1990年に登場した初代モデル以来、同社スポーツモデルのフラッグシップとして君臨してきたNSXは、「フォーミュラ・ワン(F1)」など世界のモータースポーツで活躍してきたホンダを象徴する存在であった。そのNSXが生産終了となることが意味するものとは、いったいなんなのだろうか。

2021年シーズン限りでF1からの撤退を発表、2040年に世界で販売する新型車を100%BEV・FCVとする「脱エンジン宣言」を出すなど、急速に体制変更を図る現在のホンダ。ここでは、2代目NSX最終モデルのタイプSを紹介するとともに、後継機種の可能性なども検証しつつ、当モデルを通した「これからのホンダのゆくえ」について考察してみる。

販売終了になる現行モデル、2代目NSXとは

2020年モデルの2代目NSX(撮影:尾形文繁)

現行のNSXは、2016年に発表された2シーターのスポーツカーだ。初代モデルが2006年に生産終了となって以来、約10年ぶりの復活だった。先代から続くNSXのコンセプト、誰にでも扱える「人間中心のスーパースポーツ」を継承しつつ、数々の最新技術を盛り込んで登場した。

大きな特徴は、独自の3モーターハイブリッドシステム「スポーツハイブリッドSH-AWD」の採用だ。エンジンは高出力の3.5L・V型6気筒ツインターボで、2シーターの運転席後方に配置するミッドシップ・レイアウトで搭載する。レーシングカーやスポーツカーの多くに用いられているエンジン搭載方式は先代と同様で、乗員やエンジンといった重量物を車体中心に置くことで、高い旋回性能などを実現する。

NSXのインテリジェントパワーユニット(IPU)とパワードライブユニット(PDU)(写真:本田技研工業)

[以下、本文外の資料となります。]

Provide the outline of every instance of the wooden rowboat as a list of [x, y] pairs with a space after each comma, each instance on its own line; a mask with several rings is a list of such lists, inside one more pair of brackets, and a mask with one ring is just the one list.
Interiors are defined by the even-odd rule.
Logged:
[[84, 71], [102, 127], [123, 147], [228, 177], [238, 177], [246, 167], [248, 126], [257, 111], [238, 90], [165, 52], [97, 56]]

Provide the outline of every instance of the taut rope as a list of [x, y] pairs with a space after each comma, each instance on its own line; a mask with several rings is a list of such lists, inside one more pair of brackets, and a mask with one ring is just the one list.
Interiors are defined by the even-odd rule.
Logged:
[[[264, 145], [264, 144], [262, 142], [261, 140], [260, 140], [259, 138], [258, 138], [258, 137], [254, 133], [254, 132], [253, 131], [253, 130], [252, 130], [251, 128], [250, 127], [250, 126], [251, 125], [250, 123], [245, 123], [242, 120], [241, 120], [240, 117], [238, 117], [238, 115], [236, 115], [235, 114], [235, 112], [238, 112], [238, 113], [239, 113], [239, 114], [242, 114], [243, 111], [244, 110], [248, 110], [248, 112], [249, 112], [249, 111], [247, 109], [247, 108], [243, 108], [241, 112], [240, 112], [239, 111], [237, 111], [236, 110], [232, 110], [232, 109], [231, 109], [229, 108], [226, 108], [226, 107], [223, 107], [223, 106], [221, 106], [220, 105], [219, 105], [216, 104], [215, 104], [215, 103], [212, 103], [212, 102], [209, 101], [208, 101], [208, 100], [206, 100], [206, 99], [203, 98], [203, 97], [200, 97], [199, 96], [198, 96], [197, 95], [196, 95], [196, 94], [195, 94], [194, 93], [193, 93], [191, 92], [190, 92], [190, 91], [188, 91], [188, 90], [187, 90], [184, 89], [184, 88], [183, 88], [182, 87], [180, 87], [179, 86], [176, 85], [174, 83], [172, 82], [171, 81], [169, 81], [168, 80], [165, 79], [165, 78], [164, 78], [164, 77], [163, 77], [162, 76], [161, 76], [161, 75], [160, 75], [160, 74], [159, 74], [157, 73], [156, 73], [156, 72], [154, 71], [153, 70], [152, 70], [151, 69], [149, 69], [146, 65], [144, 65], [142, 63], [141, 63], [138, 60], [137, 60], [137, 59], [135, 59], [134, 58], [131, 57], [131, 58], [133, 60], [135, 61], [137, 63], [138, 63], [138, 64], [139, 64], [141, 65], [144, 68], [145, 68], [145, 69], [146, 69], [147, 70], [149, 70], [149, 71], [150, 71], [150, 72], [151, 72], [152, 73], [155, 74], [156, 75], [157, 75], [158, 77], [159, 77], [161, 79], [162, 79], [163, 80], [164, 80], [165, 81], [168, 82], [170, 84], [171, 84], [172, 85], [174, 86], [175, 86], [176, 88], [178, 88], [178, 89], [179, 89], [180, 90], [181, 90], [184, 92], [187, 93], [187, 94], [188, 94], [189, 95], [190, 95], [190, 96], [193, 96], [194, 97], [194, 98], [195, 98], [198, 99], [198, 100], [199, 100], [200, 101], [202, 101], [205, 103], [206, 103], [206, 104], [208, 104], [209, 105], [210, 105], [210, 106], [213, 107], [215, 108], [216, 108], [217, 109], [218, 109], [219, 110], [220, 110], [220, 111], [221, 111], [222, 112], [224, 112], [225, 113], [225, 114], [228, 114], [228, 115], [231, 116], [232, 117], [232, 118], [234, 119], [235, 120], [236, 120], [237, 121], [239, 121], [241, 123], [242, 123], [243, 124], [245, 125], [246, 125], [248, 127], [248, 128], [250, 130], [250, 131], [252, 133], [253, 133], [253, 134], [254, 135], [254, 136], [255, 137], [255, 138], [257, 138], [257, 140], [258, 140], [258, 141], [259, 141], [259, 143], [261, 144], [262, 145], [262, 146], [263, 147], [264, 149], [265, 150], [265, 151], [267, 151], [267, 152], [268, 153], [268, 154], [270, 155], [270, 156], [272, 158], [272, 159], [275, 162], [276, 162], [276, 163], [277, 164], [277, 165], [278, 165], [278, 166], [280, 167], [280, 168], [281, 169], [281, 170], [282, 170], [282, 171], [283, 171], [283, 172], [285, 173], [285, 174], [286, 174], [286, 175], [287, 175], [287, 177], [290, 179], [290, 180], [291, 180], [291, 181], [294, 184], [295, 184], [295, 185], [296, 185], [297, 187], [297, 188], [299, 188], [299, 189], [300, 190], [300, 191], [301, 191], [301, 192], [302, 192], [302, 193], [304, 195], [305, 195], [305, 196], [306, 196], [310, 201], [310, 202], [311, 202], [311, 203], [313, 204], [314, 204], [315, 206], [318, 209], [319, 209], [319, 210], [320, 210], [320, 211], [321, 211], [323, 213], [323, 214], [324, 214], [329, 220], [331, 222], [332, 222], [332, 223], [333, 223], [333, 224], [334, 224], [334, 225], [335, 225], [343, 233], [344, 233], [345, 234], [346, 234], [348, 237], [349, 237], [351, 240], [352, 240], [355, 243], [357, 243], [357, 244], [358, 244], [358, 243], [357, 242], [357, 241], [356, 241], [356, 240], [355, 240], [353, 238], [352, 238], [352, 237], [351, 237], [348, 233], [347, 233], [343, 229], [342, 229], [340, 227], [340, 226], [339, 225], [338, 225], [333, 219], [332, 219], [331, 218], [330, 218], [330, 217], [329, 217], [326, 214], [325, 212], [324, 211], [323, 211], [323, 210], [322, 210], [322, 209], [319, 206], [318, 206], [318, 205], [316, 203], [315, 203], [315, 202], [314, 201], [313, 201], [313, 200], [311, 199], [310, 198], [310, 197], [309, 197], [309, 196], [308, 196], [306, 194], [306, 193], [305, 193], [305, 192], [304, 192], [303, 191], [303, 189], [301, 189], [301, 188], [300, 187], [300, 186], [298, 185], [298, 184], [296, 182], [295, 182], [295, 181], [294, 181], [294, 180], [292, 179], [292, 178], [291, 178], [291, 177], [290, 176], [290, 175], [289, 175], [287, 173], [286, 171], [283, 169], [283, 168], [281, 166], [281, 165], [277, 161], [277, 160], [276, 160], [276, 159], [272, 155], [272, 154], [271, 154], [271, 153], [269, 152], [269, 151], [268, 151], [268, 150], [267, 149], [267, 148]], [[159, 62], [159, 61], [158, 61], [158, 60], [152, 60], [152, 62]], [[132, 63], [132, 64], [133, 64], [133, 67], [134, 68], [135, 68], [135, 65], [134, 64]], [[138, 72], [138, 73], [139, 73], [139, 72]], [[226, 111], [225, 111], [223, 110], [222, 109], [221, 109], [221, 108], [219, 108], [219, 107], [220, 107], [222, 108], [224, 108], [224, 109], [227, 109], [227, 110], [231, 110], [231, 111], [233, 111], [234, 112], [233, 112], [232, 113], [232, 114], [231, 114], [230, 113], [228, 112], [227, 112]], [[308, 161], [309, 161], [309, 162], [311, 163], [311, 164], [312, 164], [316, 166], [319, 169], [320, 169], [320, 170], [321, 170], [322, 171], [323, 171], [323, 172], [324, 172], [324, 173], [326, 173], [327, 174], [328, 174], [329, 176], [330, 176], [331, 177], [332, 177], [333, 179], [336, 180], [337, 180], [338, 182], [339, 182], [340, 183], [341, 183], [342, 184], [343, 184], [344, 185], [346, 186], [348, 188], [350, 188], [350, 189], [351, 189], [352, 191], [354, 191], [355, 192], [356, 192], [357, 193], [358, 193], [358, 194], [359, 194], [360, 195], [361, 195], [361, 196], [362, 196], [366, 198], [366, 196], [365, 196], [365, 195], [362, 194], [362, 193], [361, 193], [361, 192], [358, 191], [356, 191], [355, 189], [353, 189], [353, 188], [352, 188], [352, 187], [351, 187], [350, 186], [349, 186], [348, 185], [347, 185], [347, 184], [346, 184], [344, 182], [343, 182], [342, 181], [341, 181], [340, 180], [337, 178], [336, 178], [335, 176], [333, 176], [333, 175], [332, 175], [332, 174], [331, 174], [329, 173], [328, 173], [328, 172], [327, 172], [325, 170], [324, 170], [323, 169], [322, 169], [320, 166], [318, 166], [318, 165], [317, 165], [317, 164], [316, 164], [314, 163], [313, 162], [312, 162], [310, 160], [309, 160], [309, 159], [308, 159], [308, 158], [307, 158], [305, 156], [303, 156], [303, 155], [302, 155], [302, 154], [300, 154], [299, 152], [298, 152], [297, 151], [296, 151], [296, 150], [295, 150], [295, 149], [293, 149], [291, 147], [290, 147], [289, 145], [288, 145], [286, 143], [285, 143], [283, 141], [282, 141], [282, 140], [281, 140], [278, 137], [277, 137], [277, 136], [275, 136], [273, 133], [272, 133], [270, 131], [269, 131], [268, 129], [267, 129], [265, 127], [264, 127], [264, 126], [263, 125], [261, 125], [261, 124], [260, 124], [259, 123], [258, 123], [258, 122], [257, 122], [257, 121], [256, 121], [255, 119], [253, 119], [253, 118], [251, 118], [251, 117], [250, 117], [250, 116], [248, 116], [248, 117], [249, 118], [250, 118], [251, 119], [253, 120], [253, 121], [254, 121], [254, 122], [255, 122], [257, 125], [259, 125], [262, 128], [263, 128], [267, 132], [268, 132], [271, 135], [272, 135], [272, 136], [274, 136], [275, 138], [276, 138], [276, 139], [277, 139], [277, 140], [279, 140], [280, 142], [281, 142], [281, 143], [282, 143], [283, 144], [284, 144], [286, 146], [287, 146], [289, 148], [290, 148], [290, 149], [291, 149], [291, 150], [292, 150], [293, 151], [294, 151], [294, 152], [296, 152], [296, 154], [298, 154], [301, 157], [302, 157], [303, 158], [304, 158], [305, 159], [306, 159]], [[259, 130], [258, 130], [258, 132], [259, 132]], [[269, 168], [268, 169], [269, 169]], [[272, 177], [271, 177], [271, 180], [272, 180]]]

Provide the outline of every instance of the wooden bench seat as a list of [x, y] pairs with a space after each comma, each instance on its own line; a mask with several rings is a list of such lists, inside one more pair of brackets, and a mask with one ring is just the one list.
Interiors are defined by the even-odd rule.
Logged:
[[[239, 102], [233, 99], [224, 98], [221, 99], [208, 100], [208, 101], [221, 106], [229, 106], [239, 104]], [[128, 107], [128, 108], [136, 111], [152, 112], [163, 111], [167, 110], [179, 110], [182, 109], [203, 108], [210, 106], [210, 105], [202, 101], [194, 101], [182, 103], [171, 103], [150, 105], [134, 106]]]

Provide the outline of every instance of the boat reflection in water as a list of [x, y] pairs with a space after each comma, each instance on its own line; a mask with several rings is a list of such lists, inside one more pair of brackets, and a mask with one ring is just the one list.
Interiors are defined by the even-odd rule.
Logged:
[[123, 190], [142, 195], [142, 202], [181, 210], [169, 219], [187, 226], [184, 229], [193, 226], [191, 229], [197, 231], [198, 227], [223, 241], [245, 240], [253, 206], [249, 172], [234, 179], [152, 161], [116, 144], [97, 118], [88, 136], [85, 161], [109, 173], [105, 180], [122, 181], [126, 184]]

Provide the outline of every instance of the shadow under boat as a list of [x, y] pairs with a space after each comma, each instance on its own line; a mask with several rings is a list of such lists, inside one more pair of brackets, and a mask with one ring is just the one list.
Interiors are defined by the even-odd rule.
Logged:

エンジンの動力をアシストする3つの駆動用モーターは、まずエンジンのクランクシャフトに直結した「ダイレクトドライブモーター」を装備。9速と多段化したDCT(デュアルクラッチトランスミッション)と組み合わせる。また、前輪の左右に独立した2つのモーターで駆動する「TMU(ツインモーターユニット)」を搭載。TMUは前輪の駆動力だけでなく、ブレーキング時などのマイナストルク(減速力)も制御する高度なトルクベクタリング機能を備え、全速度域で高いライントレース性を実現する。

なお、ハイブリッド仕様のスーパーカーは、フェラーリ「SF90ストラダーレ」やランボルギーニ「シアン」、マクラーレン「アルトゥーラ」など、近年になって欧州メーカーでも販売し始めたが、その先駆けといえるのがNSXだ。年々厳しくなる排ガス規制には、スーパーカーすら対応せざるをえないという現状がある。